You’ll need to choose a non-serious and clearly fake news headline. For example:

  • CAMPAIGN_CLASS: Death of a notable person
  • HEADING: Henry Fielding dies
  • SHORT_DESCRIPTION: English novelist and dramatist known for his earthy humour and satire dies, age 47
  • LINK: https://en.wikipedia.org/wiki/Henry_Fielding
  • LINK_TEXT: More information

Drill an end to end incident

Decide on a hypothetical incident scenario, e.g. “GOV.UK is down”. Walk through the incident management guidance. Use common sense when following the steps (i.e. don’t actually publish an incident to Statuspage or email stakeholders).

Deploy from AWS CodeCommit when Github is unavailable

Choose an app and decide on an old release tag or branch to deploy. Follow the Deploying from AWS CodeCommit instructions in the Integration or Staging environment.

Run a Terraform plan

Follow the Deploy Terraform instructions, picking a project at random. You can run this in any environment, as you’re only running plan - not apply - so shouldn’t be making any changes.

Update homepage promotion slots

Follow the Update homepage promotion slots instructions, using an appropriate image and text. Do this on Integration or Staging.

Use a restored database in an app

Follow the Restore an RDS instance via the AWS CLI instructions for an app of your choice, on Integration or Staging.

Force failover to GOV.UK mirror and Emergency publishing using the GOV.UK mirror

  1. Warn in #govuk-2ndline-tech that you’re about to do this, as it will lead to a spike in alerts and will also break continuous deployment for a while (due to Smokey failures).
  2. Follow the Forcing failover to the GOV.UK mirrors instructions on Integration or Staging.
  3. To verify that it worked, visit a page at random and purge the page from cache. Reload the page, to see the ‘mirrored’ version of the content. NB: you wouldn’t do this in a real incident, as we’d want to serve Fastly’s cached version for as long as possible.
  4. Undo your changes to have Nginx handling requests again.

Drill logging into accounts

Make sure you can log into the following accounts:

  1. Your individual Fastly account
  2. Your individual Statuspage account
  3. Your individual Logit account
  4. Shared Heroku account
  5. Shared CKAN account
  6. Shared Rubygems account
  7. Shared NPM account

Drill how to communicate when Slack is down

Ensure you know how to communicate with your 2nd line colleagues if Slack is unavailable. See “If Slack is unavailable” for details.

Drill scaling up number of workers

In preparation for a spike in traffic, you can increase the number of unicorn workers for an app. See established connections exceeded for details.

Pick an application and drill scaling up the number of workers - see example.

You can create a branch of govuk-puppet and deploy that branch to Integration to see the unicorn worker change take effect. Delete the branch and re-deploy the latest release of Puppet when you’re done.

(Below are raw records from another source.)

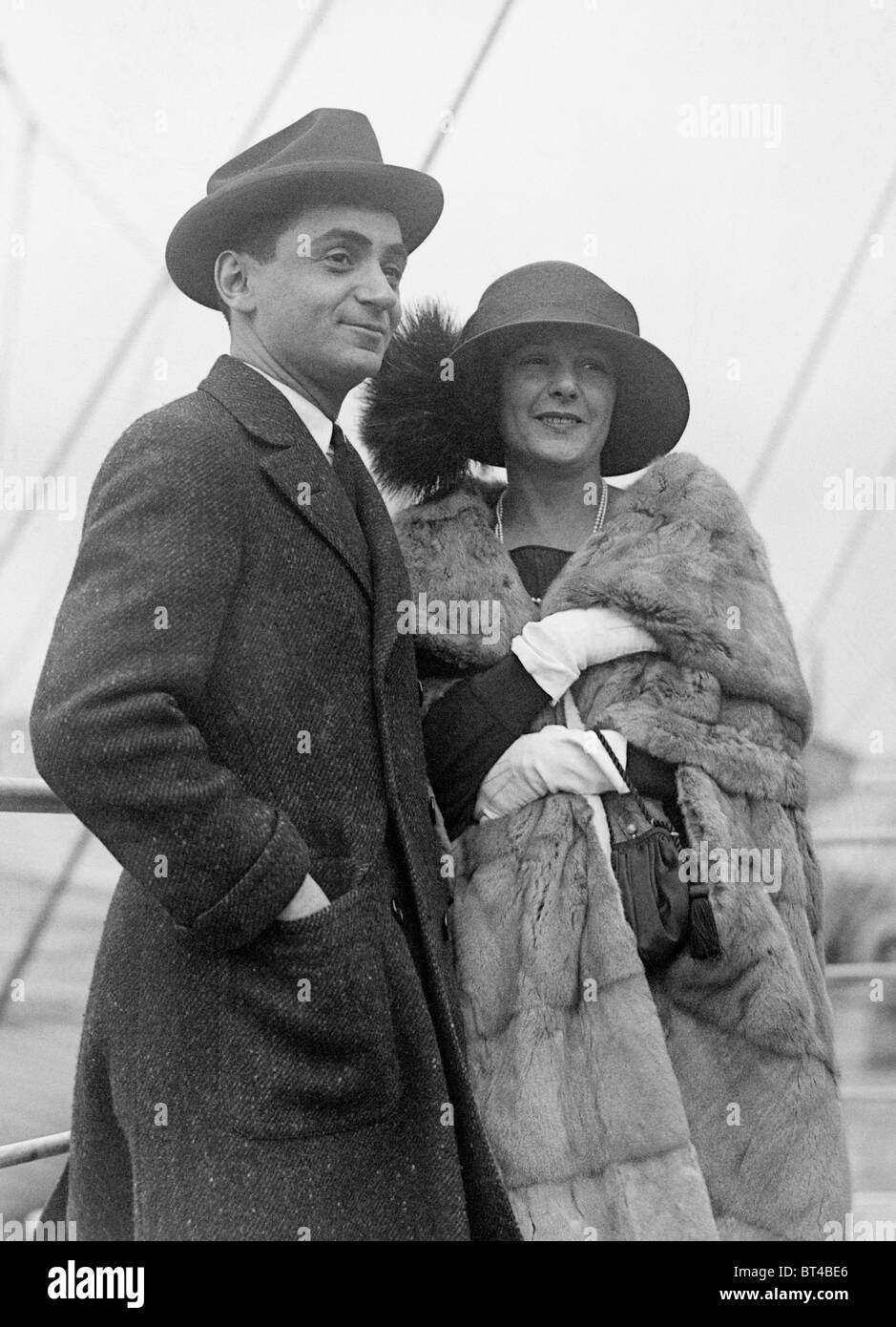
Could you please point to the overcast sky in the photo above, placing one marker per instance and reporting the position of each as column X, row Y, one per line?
column 583, row 138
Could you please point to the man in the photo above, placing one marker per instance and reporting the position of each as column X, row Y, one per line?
column 269, row 1047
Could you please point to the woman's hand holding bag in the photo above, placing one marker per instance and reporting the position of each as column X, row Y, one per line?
column 554, row 759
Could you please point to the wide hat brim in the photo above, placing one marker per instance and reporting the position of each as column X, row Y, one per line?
column 414, row 198
column 653, row 404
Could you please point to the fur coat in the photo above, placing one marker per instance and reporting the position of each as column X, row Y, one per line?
column 700, row 1102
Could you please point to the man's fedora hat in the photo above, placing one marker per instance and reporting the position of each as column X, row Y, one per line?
column 329, row 154
column 653, row 402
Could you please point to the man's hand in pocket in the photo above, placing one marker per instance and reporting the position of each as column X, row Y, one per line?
column 309, row 898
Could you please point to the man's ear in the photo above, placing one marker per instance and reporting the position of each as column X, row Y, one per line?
column 232, row 280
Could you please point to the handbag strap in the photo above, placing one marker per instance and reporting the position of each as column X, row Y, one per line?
column 641, row 805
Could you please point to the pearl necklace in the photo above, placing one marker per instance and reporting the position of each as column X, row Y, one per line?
column 598, row 519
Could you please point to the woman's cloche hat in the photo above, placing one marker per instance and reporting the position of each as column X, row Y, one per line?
column 653, row 402
column 433, row 405
column 329, row 153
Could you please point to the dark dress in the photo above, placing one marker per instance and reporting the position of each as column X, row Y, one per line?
column 473, row 724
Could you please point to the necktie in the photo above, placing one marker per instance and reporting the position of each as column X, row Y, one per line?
column 343, row 467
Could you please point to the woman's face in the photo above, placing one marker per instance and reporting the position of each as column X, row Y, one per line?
column 557, row 398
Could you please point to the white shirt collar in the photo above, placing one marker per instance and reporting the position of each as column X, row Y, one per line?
column 313, row 418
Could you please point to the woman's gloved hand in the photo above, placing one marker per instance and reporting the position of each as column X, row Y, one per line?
column 554, row 759
column 558, row 648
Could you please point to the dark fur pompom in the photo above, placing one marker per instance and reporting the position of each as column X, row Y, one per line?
column 418, row 426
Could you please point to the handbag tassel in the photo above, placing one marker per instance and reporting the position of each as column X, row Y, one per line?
column 704, row 936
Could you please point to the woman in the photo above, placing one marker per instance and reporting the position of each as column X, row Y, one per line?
column 690, row 1102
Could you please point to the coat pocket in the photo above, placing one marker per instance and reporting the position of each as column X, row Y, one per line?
column 306, row 1041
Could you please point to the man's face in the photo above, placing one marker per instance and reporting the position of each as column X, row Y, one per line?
column 557, row 398
column 326, row 306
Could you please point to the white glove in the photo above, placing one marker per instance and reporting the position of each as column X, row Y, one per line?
column 554, row 759
column 558, row 648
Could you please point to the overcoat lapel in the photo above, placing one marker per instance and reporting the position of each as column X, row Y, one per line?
column 391, row 582
column 297, row 466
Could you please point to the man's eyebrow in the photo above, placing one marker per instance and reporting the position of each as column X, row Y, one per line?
column 337, row 232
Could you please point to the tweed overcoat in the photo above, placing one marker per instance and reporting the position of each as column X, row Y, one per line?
column 227, row 705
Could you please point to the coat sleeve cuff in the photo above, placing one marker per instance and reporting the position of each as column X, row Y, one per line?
column 258, row 897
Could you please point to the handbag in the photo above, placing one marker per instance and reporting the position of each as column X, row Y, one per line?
column 663, row 909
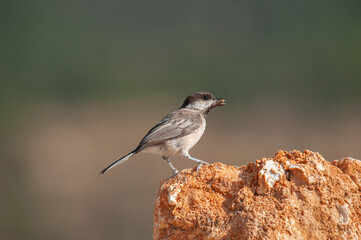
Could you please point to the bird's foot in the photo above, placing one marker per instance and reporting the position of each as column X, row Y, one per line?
column 200, row 164
column 175, row 172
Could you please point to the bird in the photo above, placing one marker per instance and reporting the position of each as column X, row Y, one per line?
column 177, row 132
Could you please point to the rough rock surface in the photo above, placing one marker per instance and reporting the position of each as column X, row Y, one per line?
column 291, row 196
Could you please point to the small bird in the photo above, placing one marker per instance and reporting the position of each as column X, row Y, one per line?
column 178, row 132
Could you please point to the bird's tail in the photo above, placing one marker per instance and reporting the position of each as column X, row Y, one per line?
column 119, row 161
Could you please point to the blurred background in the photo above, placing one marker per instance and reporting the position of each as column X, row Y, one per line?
column 83, row 81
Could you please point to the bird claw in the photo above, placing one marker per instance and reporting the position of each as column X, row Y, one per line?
column 200, row 165
column 175, row 172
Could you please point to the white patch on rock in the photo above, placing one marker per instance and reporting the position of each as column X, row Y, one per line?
column 270, row 173
column 173, row 193
column 344, row 212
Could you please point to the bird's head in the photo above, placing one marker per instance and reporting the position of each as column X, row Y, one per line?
column 202, row 101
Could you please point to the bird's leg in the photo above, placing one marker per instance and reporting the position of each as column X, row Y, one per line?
column 200, row 162
column 175, row 171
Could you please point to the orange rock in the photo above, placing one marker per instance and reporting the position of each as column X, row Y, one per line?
column 291, row 196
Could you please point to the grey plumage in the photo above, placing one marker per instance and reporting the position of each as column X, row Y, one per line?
column 178, row 132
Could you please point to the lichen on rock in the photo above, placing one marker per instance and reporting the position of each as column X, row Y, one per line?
column 294, row 195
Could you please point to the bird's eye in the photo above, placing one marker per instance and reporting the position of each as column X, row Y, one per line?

Drill enabling a code freeze

Choose a continuously-deployed app where you can make a meaningful change to the default branch, e.g. fixing a typo, or merging a Dependabot PR.

Either before merging the change, or part way through the continuous deployment process, follow the instructions for implementing a deploy freeze for that app.

Follow the deployment pipeline in Jenkins. Confirm that no further environment deployments are triggered. For example, if you implemented the deploy freeze just after the app was deployed to Staging, confirm that the app was then not automatically deployed to Production.

Remove the code freeze, then manually push the changes to all remaining environments so that they’re in sync.